Background
The case of Dobson v North Cumbria Integrated Care NHS Foundation Trust is a long-running one that began when the Trust introduced a Flexible Working Policy ("the Policy"). The Policy required all community nurses to be available to work flexibly, including at weekends. The claimant had been employed as a community nurse since 2004. The Policy was introduced with the aims of: reducing the cost of having senior nurses work weekends; ensuring senior nurses were available during the week; improving patient care; and allowing for more complex community care.

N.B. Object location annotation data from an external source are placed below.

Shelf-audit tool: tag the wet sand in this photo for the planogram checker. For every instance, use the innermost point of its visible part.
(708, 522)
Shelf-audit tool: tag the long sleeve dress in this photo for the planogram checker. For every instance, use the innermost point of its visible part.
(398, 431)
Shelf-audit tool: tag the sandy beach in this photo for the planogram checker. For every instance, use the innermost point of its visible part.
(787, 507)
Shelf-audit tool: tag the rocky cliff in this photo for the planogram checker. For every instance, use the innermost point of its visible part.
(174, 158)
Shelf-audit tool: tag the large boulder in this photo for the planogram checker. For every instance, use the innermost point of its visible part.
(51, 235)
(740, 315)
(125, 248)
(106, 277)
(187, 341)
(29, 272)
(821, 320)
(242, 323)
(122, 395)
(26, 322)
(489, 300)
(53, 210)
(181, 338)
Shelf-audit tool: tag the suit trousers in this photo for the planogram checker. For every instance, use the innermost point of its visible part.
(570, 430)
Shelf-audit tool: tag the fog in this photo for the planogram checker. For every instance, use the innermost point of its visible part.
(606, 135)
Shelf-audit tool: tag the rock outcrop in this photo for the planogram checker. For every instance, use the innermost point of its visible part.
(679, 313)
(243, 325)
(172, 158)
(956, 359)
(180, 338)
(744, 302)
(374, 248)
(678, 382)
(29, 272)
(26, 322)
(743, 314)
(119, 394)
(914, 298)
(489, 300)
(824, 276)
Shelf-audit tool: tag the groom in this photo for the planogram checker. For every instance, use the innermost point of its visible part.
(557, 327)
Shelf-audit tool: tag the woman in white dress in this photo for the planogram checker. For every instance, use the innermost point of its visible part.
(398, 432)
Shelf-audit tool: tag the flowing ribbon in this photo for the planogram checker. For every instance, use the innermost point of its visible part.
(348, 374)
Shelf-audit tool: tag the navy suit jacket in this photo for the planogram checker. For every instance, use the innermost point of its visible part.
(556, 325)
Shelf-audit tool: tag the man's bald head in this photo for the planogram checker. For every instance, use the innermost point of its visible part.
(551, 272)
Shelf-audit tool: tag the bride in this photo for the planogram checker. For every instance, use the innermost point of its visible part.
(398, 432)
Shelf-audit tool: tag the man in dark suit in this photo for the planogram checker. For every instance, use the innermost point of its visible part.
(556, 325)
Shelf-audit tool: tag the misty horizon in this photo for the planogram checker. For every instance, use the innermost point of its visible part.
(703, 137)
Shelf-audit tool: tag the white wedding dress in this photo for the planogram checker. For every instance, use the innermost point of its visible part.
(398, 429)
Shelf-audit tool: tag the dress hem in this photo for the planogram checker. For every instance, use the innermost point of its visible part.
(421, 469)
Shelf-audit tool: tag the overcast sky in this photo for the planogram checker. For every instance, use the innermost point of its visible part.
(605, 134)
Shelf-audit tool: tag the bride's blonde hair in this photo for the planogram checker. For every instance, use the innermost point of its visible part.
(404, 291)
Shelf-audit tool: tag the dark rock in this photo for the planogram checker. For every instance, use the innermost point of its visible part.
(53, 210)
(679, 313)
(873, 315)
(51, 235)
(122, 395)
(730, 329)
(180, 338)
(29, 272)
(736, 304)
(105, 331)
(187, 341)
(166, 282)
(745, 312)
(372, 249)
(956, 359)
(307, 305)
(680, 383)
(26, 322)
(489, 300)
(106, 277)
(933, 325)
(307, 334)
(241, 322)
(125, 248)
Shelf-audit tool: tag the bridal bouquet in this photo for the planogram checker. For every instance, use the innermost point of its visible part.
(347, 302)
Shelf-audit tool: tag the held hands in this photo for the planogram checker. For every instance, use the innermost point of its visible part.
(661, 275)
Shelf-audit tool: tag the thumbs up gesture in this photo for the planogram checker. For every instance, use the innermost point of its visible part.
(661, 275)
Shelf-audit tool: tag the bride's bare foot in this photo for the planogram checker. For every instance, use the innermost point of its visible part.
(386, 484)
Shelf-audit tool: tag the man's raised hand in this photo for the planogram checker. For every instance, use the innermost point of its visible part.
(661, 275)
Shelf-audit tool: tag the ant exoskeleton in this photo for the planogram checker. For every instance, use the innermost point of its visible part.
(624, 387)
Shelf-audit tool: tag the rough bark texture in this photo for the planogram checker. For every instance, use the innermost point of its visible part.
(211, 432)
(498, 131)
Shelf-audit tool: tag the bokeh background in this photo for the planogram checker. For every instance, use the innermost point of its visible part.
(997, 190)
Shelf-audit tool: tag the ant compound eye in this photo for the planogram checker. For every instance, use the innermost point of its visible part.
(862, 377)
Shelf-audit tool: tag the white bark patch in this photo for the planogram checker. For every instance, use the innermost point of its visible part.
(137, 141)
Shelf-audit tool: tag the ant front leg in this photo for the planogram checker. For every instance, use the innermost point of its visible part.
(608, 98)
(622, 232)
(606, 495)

At the time of the introduction of the Policy, the claimant had three children, two of whom were disabled. She worked a fixed pattern of fifteen hours over two weekdays, with childcare provided by her mother-in-law. When she was asked to work flexibly, including occasional weekends for which she would be given several weeks' notice, she advised she could not. She maintained this position, and her employment was eventually terminated. She was the only community nurse who was unable to agree to the flexible working arrangements.
At first instance, both an unfair dismissal claim and an indirect sex discrimination claim were unsuccessful. However, the claimant's appeal to the Employment Appeal Tribunal ("EAT") was successful. In part, that was because the EAT found that the tribunal had failed to take judicial notice of the "childcare disparity" when establishing whether there was a "group disadvantage". Evidence of group disadvantage, alongside disadvantage to a claimant, is required for an indirect discrimination claim to succeed. The case was remitted back to the tribunal to consider whether the flexible working requirement was justifiable.
The claimant was not successful, with the tribunal finding that the provision, criterion or practice ("PCP") that had been applied to the claimant - the requirement to work flexibly including weekends - was justified. The requirement was a proportionate means of achieving the Policy's legitimate aims (reducing costs, balancing team workload and providing 24/7 community care). When considering proportionality, the tribunal found that the claimant's disadvantage was at the lower end of the scale, as there was some family childcare available. As such, occasional weekend work was "in fact manageable", albeit with some difficulty. It was also significant that the claimant had failed to identify any alternative working arrangements during the consultation process that preceded her dismissal. The Tribunal described her position as "unquestionably intransigent".
EAT judgment
The claimant appealed again to the EAT, however on this occasion she was unsuccessful. The judgment provides helpful guidance for tribunals on how to approach justification and emphasises the importance of balancing the extent of the claimant's disadvantage with the needs of the employer. This does not require an employer to undertake a forensic examination of every possible disadvantage or inconvenience experienced by multiple employees. Imposing such an obligation would be an unreasonable burden on an employer. In this case, the tribunal noted that no other community nurse had left employment in consequence of the application of the Policy. While some may have been disadvantaged to an extent when complying, the tribunal was entitled to conclude that any such disadvantage was at the lower end of the scale. That disadvantage did not outweigh the employer's need to meet its legitimate aims.
The EAT also concluded that, although there was no legal burden on the claimant to identify less discriminatory ways for the Trust to meet its legitimate aims, it was "striking" that she had offered none.
Comment
Employers should always be cautious when introducing a requirement that may have an indirectly discriminatory impact. However, this case will give employers comfort that working arrangements can be justified - even when a protected group may be disadvantaged. It was significant in this case that the employer had attempted to reach a compromise with the employee during consultation meetings prior to the termination of her employment. This was in contrast to the employee's unwillingness to explore alternatives.